At least from the United Kingdom, the answer is no, from a legal standpoint. The local Gambling Commission posted a ruling yesterday mentioned that what is considered gambling is set by Parliament, and not by the commission itself.
According to the line set by UK gambling law, loot boxes in video games are not considered gambling, as they are combined for use within the game and cannot be cashed out.
A key factor in deciding if that line has been crossed is whether in-game items acquired ‘via a game of chance’ can be considered money or money’s worth. In practical terms this means that where in-game items obtained via loot boxes are confined for use within the game and cannot be cashed out it is unlikely to be caught as a licensable gambling activity. In those cases our legal powers would not allow us to step in.
That being said, the commission has been acting against third-party websites that offer real money gambling services centered on in-game content.
That being said, the commission also recognizes that many parents are not concerned about whether loot boxes are legally gambling or not, but simply if they can be harmful to their children.

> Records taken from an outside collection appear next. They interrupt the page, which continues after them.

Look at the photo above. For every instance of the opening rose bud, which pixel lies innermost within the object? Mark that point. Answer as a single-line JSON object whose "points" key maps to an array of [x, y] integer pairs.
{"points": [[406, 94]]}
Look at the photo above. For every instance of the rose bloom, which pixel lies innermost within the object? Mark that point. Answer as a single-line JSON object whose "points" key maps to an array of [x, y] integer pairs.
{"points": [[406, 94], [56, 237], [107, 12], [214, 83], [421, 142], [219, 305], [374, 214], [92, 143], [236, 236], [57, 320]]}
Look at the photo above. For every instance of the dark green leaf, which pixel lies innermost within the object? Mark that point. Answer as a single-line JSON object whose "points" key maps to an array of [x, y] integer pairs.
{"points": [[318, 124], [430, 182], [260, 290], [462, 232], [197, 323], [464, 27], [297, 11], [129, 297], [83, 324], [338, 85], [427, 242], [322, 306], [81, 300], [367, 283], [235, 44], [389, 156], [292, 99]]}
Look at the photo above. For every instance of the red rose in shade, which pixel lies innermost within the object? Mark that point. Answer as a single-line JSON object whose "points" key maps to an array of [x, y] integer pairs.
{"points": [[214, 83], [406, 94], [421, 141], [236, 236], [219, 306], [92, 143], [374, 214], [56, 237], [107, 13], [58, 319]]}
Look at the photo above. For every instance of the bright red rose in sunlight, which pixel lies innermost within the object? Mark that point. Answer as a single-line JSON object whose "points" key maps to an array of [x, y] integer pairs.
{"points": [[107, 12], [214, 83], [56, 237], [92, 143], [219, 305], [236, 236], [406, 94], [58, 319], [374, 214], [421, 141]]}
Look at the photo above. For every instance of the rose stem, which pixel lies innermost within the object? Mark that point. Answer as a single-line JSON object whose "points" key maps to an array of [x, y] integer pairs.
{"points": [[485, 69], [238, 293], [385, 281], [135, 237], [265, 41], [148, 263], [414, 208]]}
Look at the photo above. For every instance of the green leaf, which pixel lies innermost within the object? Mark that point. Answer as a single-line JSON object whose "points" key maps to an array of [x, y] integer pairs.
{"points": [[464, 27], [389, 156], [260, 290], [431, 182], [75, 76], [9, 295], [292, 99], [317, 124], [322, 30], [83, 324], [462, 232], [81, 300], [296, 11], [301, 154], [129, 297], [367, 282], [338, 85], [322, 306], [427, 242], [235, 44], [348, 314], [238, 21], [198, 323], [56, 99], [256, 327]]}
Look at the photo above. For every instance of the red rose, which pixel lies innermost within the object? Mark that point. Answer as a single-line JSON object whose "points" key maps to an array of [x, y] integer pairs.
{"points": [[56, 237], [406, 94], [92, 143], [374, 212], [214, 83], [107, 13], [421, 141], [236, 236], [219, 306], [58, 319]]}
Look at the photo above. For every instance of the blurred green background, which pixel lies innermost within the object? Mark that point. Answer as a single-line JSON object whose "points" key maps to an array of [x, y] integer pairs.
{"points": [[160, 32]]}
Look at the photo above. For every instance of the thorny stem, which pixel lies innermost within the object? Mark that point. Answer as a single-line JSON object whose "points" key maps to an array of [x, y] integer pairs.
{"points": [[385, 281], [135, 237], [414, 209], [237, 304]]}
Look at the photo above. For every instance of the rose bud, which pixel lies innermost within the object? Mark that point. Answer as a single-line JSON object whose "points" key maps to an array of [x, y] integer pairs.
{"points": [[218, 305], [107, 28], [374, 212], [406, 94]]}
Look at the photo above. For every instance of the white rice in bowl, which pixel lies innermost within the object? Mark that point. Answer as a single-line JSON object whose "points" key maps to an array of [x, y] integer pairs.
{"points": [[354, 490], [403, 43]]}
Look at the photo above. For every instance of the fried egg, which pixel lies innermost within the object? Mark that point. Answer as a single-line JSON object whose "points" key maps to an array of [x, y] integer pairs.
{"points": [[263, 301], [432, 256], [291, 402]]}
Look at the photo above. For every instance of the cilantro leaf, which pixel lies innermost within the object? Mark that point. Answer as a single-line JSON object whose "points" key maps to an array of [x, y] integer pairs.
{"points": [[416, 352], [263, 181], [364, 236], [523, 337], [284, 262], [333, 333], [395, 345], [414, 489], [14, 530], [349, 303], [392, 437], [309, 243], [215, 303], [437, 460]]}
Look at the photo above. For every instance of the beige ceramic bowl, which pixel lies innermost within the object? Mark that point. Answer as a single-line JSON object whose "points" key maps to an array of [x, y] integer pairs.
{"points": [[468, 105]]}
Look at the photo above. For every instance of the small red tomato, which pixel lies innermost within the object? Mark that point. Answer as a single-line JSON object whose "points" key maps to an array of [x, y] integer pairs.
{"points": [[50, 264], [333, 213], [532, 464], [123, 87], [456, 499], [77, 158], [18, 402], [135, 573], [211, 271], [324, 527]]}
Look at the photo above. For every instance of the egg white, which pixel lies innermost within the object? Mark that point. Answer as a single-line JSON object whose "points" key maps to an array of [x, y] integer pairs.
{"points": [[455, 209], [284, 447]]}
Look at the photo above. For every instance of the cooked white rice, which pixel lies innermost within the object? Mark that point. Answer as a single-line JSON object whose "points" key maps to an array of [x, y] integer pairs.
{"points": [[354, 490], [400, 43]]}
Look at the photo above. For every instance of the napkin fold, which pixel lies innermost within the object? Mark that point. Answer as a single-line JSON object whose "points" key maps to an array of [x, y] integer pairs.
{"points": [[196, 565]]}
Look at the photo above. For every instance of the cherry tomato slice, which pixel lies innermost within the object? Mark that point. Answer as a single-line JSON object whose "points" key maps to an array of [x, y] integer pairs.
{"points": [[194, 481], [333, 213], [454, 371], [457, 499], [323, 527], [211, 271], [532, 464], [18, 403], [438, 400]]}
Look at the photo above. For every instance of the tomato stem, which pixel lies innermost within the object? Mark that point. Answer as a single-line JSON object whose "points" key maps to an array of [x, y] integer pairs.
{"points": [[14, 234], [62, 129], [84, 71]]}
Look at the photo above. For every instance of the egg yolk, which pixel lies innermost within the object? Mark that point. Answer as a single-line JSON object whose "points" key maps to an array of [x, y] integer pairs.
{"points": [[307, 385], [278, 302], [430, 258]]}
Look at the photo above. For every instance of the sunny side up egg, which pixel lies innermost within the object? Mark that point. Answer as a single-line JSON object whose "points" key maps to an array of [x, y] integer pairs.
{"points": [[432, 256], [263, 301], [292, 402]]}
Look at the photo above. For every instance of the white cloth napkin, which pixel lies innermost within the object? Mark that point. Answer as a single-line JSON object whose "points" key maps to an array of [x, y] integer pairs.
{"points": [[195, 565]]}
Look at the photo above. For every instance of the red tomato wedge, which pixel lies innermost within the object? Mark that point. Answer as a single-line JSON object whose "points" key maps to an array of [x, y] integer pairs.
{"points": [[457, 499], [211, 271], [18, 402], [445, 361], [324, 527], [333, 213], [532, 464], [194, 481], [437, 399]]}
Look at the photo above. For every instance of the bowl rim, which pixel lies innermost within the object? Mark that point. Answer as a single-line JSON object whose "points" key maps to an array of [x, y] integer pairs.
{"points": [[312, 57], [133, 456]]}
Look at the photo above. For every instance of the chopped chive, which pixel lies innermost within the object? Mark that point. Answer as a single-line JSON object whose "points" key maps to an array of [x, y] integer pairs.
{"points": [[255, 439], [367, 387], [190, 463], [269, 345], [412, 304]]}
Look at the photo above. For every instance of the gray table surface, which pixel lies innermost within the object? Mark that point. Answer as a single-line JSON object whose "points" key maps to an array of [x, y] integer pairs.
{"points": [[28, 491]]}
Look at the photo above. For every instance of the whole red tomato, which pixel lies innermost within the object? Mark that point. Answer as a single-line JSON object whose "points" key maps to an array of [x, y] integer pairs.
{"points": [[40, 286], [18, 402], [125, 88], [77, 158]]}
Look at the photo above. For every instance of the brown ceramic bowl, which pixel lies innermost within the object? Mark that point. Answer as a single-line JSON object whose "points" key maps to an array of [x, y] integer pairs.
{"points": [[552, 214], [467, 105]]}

To that effect, the commission suggests developers and publishers to include “proper protections,” basically suggesting the implementation of dedicated parental controls or age verification. This is something that the commission mentions “parents will undoubtedly expect.”
On the other hand, politicians from Belgium and the State of Hawaii have started moving in the opposite direction.
In the meanwhile, Electronic Arts has temporarily removed microtransactions for loot boxes from Star Wars Battlefront II, that has been the catalyst for the whole situation to explode. At the moment we do not know in which form microtransactions will return to the game.